ROMA, martedì, 22 gennaio 2008 (ZENIT.org).- Si è svolto a Roma, martedì 15 gennaio, nel Palazzo Apollinare, il seminario di presentazione dell’International Master of University Cooperation for Peace and Development promosso dall'Università "La Sapienza"di Roma in collaborazione con la Pontificia Università della Santa Croce e l'Università di Sarajevo.

Università, pace e sviluppo sono soggetti forti, ma in che modo posso interagire tra di loro?

ZENIT lo ha chiesto a Robert A. Gahl, Jr., professore alla Pontifica Università della Santa Croce, che nel corso del seminario ha presentato il modulo su Antropologia ed Etica.

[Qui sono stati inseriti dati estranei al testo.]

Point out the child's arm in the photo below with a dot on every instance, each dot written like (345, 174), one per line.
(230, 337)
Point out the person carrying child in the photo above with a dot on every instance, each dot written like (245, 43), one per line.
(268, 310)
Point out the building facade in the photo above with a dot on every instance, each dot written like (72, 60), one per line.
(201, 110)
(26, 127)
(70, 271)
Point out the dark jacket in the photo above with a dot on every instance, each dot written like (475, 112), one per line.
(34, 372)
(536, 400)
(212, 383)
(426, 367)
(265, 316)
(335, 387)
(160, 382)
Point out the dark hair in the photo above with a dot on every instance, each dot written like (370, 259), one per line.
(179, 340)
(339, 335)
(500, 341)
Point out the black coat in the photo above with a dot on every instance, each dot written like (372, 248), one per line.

Il docente di Etica ha spiegato che “anche se alcuni sostengono che il pericolo principale per la pace nel mondo siano le religioni, resta il paradosso che anche il rifiuto della religione diventa una fede, e questa è senza principi, l'unico principio che ha è quello di rifiutare ogni altra fede”.

“La religione di chi non crede in Dio è una religione 'contro' le altre fedi, mentre quella di chi crede in Dio è una fede che va a favore degli altri e sempre per il Bene”, ha sostenuto il professor Gahl.

Alla domanda su quali sono le ragioni che ci dovrebbero spingere a rispettare gli altri e a rifiutare la guerra, il docente della Santa Croce ha spiegato che “il fondamento duraturo della pace può essere solo un principio universale, oggettivo, e senza eccezioni. Tale principio si trova nell'uomo”.

“Il rispettare l'uomo, gli altri, è rispettare l'umanità in noi”, ha sottolineato il professor Gahl, aggiungendo che “la tolleranza fondata sull'incertezza è debole”, mentre “la tolleranza fondata sulla certezza riguardante la dignità dell'uomo, perché libero, razionale ed inviolabile, è una tolleranza forte che non può essere sfruttata come uno strumento delle ideologie”.

In merito al progresso il docente di Etica ha sostenuto che “lo sviluppo è necessario per la pace” e “il progresso economico, scientifico, umano e il rispetto per l'ambiente sono elementi costitutivi della pace”.

Gahl ha quindi illustrato come le relazioni amichevoli, ma soprattutto il matrimonio come fondamento della famiglia, siano fondamentali per servire il bene comune.

In questo contesto il modulo di Antropologia e Etica del Master ha come scopo “quello di offrire un solido fondamento nella filosofia classica al fine di comprendere le ragioni per la pace e favorirla nel rispetto della dignità umana”.

Secondo il professor Gahl, “il dialogo deve essere aperto alla verità” e l'università, “luogo privilegiato di apertura alla verità e di scambio culturale”, può contribuire a “risolvere i conflitti in anticipo”.

Da questo punto di vista – ha sostenuto il docente di Etica – questo nuovo Master offre la “formazione accademica per diventare esperti nella promozione della pace e lo sviluppo”.

In conclusione il professor Ghal ha affermato che “dato il suo carattere interdisciplinare ed interuniversitario” il “nostro progetto accademico è più che formazione. È una proposta efficace per la pace”.